Unique financing needed for the township economy

6th October 2017 By: Sydney Majoko

One of the township economy’s most crippling challenges is the lack of access to easily obtainable finance that is available at short notice.

It is generally accepted that financial institutions will do proper due diligence investigations before giving their clients funds for their business venture. After all, banks are businesses. Most of the businesses in the township economy cannot access these funds because of their informal nature. Yes, businesses that can formalise their operations to the level and standards of a business in the formal, mainstream economy must be encouraged – and helped – to do so, but it must also be acknowledged that a spaza shop owner will not have the cash flow to afford an auditor or an bookkeeper.

There is a gap in the township economy market for financiers that are willing to make finance available to businesses that fall into the cracks of the formal economy. This is finance that is easily available and of short-term duration, ensuring that small-business owners are not burdened with monthly repayments over many years.

Enter Quattro Trading, whose owner, Riaan Malan, has decided to offer such to liquor traders in the townships.
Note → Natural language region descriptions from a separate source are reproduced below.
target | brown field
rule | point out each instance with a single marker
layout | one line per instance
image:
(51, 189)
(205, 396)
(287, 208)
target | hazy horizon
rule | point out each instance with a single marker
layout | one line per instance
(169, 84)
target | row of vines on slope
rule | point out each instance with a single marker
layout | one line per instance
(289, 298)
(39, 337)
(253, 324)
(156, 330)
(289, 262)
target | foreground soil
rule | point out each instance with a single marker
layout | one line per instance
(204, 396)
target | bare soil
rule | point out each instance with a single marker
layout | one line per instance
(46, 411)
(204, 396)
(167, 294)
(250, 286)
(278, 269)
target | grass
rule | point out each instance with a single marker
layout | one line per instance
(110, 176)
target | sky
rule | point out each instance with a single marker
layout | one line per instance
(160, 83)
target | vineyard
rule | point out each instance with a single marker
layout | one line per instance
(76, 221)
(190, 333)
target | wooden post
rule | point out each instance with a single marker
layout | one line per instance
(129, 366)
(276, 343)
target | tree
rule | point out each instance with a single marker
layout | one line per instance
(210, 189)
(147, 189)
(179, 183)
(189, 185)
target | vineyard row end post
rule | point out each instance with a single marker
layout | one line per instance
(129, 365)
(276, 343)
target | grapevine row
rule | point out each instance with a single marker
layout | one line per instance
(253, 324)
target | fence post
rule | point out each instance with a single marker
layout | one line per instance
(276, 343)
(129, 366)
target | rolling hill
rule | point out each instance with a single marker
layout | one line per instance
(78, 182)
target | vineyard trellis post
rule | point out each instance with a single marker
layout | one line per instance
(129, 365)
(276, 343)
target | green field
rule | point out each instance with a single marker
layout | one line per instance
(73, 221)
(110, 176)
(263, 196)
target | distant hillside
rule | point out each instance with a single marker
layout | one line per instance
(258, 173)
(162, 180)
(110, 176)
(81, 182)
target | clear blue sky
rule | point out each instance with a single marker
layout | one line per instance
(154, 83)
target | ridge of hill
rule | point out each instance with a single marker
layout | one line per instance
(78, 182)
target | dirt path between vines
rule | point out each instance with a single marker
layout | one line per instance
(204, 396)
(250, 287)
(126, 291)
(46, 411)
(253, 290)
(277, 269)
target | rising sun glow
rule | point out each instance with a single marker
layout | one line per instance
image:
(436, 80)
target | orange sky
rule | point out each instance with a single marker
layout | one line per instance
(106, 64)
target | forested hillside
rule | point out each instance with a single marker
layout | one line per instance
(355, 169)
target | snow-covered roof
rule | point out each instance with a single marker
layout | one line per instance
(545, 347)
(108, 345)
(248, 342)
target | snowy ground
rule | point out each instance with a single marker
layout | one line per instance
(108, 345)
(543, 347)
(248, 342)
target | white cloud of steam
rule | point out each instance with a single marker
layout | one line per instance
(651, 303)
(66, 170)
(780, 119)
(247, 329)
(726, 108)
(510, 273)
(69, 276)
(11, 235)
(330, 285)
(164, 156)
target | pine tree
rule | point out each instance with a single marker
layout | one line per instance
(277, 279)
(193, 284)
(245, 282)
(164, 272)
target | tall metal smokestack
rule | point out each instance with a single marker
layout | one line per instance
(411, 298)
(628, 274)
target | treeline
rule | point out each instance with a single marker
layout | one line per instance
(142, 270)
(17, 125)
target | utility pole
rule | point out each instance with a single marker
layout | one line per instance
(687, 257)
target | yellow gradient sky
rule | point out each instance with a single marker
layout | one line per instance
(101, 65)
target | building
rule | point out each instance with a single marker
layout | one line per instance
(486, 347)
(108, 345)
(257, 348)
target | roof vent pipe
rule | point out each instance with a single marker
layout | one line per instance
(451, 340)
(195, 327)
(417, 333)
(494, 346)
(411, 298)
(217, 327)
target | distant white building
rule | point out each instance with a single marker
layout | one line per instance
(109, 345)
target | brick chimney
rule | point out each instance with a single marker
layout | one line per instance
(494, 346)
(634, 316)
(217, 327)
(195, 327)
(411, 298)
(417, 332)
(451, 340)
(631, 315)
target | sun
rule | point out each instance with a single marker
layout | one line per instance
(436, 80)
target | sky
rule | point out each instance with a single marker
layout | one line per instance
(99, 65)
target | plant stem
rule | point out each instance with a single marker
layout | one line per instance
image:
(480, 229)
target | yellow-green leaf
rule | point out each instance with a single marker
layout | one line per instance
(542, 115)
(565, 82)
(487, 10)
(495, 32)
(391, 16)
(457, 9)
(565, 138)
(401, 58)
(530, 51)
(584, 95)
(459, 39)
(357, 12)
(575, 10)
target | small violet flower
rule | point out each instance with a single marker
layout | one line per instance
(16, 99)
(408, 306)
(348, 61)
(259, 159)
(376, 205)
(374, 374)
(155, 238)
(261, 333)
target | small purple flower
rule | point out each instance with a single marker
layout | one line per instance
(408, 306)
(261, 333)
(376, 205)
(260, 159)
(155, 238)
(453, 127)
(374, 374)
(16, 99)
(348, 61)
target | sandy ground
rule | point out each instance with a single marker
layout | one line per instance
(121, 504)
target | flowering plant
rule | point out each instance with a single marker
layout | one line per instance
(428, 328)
But why only liquor traders? “Liquor is a very fast product and is very suitable for finance such as this,” explains Malan.

Quattro Trading offers finance to township liquor traders over a four-day period. Traders can use the finance to buy stock on a Thursday and pay back the money the following Monday, after selling all or most of the stock. The product is designed in such a way that, even though no onerous financial background checks are conducted to confirm the ability of those borrowing the funds to pay them back, other checks are done. For instance, the provider of the finance checks the footfall of the place physically, how much own stock the trader has on the premises and how busy the trader is over weekends, as indicated by the turnover.

The trader is then started off on a basic amount of about R3 000, which has to be paid back after four days. Based on the trader’s ability to pay back this money over four days, the finance amount is increased over the months, and can increase to as much as R20 000 in a period of six months. Quattro Trading lends this money to entrepreneurs at very reasonable interest. It charges interest because, after all, it is a business, not a charity.

The benefits of the finance made available to liquor traders are immense. Traders who were tied down by the logistics of having to restock their fridges every single day can now make one huge purchase on a Thursday and then sit back to run their business over the busy weekend period. They can now afford to increase the variety of their offering or even do promotions, whereas in the past they could not afford to do so. Malan also periodically visits the outlets to offer advice on improvements that each trader can make, all geared towards growing the trader’s business.

The Department of Small Development should be considering efforts like these to spread coverage of such offers to small businesses in order to boost entrepreneurship. These kinds of loans are not very risky and it is in the interests of the trader to repay the loan in order to continue to grow the business. It is a model that was tried by Standard Bank a few years ago, when it launched its Access mobile offering, but has now been abandoned (I suspect because the loan repayment period was 12 months, as opposed to a month or less).

The Grameen bank, in Afghanistan, revolutionised small-scale farming through a similar product. South Africa’s township economy is a ripe market for a similar initiative, which should not be limited to one segment of trade, but should encompass as wide a range of township businesses as possible. There are plenty of entrepreneurs in the township economy who, if given a week’s loan, could start their own business and employ a lot of other people, lessening the burden on government.